Genuine companies won’t ask you to reveal personal information

However, on occasions you may receive a communication that purports to be from the bank you have an account with, or from another company you have dealt with. Just because the message says it is from your bank doesn’t necessarily mean this is the case – it could be a communication from a fraudster claiming to work for your bank. If the communication asks you for personal information such as passwords, account numbers and credit card numbers, then consider that no bona-fide company would ever ask you to disclose information of this nature via email, text message, online or on the phone.

Check with the company if necessary

Of course, your bank, or another company you do business with, really will need to communicate with you on occasions. So, if you are unsure as to whether a communication is genuine, phone the company to check. You should call the company’s main customer services number, as stated on their official website, instead of using any other number provided in the message. If you have been contacted by phone, then you should wait several minutes before calling the company back, and preferably use a different phone as well, as the suspicious caller may not have hung up. Consider also that it is possible for the fraudster to ‘fake’ the real number of the company – so just because the number on your phone matches that of the company, don’t necessarily assume this means it was a genuine call.

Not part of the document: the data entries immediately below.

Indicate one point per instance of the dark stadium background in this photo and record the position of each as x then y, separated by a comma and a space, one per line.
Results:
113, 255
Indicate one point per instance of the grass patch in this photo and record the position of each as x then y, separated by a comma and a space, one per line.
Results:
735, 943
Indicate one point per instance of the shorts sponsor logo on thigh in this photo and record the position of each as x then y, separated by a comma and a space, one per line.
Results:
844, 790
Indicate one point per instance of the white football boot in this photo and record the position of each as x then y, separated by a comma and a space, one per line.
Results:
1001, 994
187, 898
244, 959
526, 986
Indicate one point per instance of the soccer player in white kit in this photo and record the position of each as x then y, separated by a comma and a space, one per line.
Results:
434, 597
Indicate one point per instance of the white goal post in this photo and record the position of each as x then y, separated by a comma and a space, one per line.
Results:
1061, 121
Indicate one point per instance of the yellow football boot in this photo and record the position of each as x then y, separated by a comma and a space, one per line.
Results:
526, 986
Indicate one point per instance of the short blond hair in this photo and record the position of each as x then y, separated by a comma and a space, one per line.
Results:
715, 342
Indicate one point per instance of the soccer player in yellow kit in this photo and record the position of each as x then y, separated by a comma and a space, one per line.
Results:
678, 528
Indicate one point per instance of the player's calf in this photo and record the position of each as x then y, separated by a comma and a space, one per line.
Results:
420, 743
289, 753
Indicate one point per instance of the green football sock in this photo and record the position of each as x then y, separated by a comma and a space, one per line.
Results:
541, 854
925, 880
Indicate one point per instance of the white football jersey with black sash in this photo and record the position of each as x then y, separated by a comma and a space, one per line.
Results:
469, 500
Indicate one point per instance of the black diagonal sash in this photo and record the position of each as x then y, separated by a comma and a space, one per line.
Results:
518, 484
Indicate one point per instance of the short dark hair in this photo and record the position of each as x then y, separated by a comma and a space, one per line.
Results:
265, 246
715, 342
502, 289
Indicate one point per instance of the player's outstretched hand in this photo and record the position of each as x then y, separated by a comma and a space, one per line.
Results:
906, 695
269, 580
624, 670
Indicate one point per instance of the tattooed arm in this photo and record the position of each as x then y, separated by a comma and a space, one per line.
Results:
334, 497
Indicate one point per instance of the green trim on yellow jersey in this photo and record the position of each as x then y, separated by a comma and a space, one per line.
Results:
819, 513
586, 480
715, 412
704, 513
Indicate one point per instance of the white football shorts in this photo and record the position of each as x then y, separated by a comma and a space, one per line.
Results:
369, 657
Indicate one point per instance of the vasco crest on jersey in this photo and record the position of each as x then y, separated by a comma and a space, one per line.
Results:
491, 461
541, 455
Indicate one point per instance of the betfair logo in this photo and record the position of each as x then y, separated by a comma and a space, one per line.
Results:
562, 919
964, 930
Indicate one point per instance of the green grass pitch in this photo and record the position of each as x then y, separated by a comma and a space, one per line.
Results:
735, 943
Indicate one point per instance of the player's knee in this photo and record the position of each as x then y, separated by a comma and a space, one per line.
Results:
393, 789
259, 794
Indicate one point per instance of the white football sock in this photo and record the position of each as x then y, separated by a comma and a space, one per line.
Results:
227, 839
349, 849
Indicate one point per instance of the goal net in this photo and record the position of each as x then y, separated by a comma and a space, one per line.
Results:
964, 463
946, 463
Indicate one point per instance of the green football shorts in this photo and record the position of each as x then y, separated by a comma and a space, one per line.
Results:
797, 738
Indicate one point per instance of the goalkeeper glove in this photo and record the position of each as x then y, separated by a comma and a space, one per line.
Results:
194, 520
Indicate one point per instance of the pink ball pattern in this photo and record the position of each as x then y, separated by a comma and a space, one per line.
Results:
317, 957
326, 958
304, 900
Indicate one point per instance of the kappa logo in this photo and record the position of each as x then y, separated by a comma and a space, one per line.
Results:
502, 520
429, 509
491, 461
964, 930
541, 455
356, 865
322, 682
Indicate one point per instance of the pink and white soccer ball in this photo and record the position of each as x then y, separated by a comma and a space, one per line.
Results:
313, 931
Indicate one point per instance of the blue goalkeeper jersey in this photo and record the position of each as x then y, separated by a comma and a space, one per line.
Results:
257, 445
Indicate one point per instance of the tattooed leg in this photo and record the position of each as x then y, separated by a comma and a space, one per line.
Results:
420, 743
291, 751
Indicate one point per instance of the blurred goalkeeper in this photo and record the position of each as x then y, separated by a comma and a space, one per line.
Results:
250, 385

Deliberately mis-type your password

Sometimes a phishing communication directs you to a copy of the company’s website, where you may be asked to log in and enter your personal information. One way you can be sure that a phishing attempt is being made is to deliberately mis-type your password. If the password you enter is different from the one you use to access the company’s online services, but it still lets you in, then the site is not genuine.

Obvious ‘red flags’

As mentioned above, no genuine company will ask you to disclose confidential personal information via email, text message, online or on the phone. However, there are also other clear signs that a phishing attempt is being made, which include:

  • You are called out of the blue and told that your computer needs to be repaired urgently, perhaps because it is infected with viruses. This is almost certainly a scam, even if the caller claims to represent a well-known IT company
  • You are told you have won a lottery or other competition, when you have no recollection of having entered one
  • The communication contains spelling and grammatical errors
  • The email asks you to open an attachment – this is most likely a method of introducing malware onto your computer

Wonga looking after its customers

Wonga South Africa is aware that, on occasions, fraudsters have claimed to work for Wonga in order to obtain customers’ personal details. Wonga South Africa has published guidance on its website to keep its customers safe from this type of fraud.